The statistics show that if someone has a mental health condition—if they have PTSD, dementia, a psychological disorder or another mental health condition —they are better served under this benefit. It is important that people know that.
Why did the Minister not consult the Social Security Advisory Committee, where her contentions about the impact of this benefit could have been challenged?
The Committee is within its rights to look at the decision. It did so, and it concluded that it would not formally review that decision. We have used the urgency procedure, as it was within our rights to do, to establish certainty. We do not want there to be a long period of uncertainty around this, and we do not want to be in the position of having to take money off people. What we have done is to restore that certainty. Everyone knows where they are, and people know that there is no change and their awards will not be changing.
It was a constituent of mine whose case led to the recent tribunal ruling that clarified the eligibility criteria for PIP, and to the Government’s subsequent amendments to the regulations. She lives with multiple health problems and was supported by Sheffield Citizens Advice, which is due to publish a report later this week on the wider impact of the shift from DLA to PIP and the particular effect that it is having on the over-65s. Will the Minister agree to meet me and Citizens Advice to discuss its recommendations?
I would be very happy to meet the hon. Gentleman to do so. PIP is a better benefit than DLA—it better serves a wider range of people with a wider range of conditions better—but we can always make improvements to the system, and I would be very happy to meet him.

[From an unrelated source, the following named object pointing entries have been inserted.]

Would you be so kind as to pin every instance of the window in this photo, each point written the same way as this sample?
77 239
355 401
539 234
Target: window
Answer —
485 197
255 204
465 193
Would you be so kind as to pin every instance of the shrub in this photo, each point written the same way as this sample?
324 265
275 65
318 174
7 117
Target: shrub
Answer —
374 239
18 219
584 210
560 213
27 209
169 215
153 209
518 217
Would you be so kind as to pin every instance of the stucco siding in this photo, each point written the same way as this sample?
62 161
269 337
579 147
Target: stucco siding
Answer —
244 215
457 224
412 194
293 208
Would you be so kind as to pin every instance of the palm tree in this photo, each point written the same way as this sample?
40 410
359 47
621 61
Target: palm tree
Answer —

In relation to PIP, will the Minister assure me that the DWP is engaging with those with experience of mental health conditions to ensure that our programmes and our frontline staff have a proper understanding of how a mental health condition can have an impact on someone’s life?
I can give my hon. Friend such an assurance. In addition to the user rep panels that we are introducing in April, we have been conducting a trial since mid-March—it will take about six weeks—looking at audio recording, which should involve about 400 claimants. That is a tool not just to guarantee quality, but to provide reassurance to the claimant.
Some of those who are eligible for PIP may well lose entitlement to the work-related activity group element come 1 April. Will the Minister reassure me that whether through the flexible support fund, the hardship fund or indeed third-party deals, there will be full mitigation for the losses they incur from 1 April?
I can give my hon. Friend such an assurance. People are open to apply to the financial channels he mentions if they need further support. We have been doing some work in the Department on social tariffs and budgeting, which will be rolled out across our Jobcentre Plus network, and all the elements of the support offer for that group are already in place.
Last week I had to deal with a constituent whose benefits had been stopped because she missed an appointment to be assessed for PIP. She missed that appointment because she was an in-patient in hospital in Aberdeen. Even after evidence of that had been exhibited to the Minister’s Department, it twice refused to reinstate her benefits because it said that it had done nothing procedurally wrong. Is the Minister content that that is how the system is supposed to work?
The right hon. Gentleman will know that that is not how the system is supposed to work. If there is a reasonable reason why someone has not attended an appointment, missing it should not count against them. I am quite happy to look at the case that he cites, but that should not be happening.